Japan's police have arrested a group of Japanese men suspected of planning to go to Syria in order to join ISIL militants operating inside the Arab country, PressTV reported.
The men are now being questioned by Tokyo police, and security forces have searched their homes to obtain any valuable document or evidence, Japanese public broadcaster, NHK, reported on Monday.
One of the suspects, a 26-year-old student from Hokkaido University in northern Japan, told investigators that in order to travel to Syria and join ISIL militants he had applied for a job opportunity in the country.
The arrested Japanese men have been accused of violating a penal code section, which bans individuals from plotting to fight against a foreign country. Violators face imprisonment for up to 5 years under Japan's legal system.

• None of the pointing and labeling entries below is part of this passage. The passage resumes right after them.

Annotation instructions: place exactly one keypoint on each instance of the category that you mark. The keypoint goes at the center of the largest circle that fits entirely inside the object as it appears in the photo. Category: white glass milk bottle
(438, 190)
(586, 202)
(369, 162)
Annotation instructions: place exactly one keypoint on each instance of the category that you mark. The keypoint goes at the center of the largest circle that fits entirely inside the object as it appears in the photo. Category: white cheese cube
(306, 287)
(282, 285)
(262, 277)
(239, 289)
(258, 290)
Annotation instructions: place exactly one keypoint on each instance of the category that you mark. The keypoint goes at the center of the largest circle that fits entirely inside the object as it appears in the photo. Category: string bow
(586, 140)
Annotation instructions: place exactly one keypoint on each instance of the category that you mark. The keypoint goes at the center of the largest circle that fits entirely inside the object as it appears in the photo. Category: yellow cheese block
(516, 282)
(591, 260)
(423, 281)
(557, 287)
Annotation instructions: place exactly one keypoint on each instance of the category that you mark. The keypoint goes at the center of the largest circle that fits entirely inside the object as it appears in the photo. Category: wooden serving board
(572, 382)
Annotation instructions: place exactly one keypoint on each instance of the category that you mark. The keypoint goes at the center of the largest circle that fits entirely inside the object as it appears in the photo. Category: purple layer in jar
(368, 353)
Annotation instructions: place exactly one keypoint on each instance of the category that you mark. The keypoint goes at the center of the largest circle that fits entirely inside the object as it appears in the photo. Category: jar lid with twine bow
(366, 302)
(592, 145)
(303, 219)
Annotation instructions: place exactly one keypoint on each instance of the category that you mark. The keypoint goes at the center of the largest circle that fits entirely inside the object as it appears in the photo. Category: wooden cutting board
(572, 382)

The incident is not peculiar to Japan. A recent US Intelligence report says 12,000 militants from 81 nationalities, including Americans and Europeans, have joined terrorist groups fighting against the Syrian government.
Meanwhile, the Soufan Group, a New York-based intelligence firm, estimated in June that at least 3,000 militants of European origin have been active in several militancy-riddled regions across the Arab country.
US media reports say more than 100 US citizens have also traveled to Syria to fight President Bashar al-Assad's government.
The latest figures come as American and European opponents of the Syrian government voice concern as militants appear to be biting the hand that feeds them.
The ISIL militants currently control large swathes of territory across Syria and Iraq. They have carried out heinous atrocities in both countries, including mass executions and beheadings of people.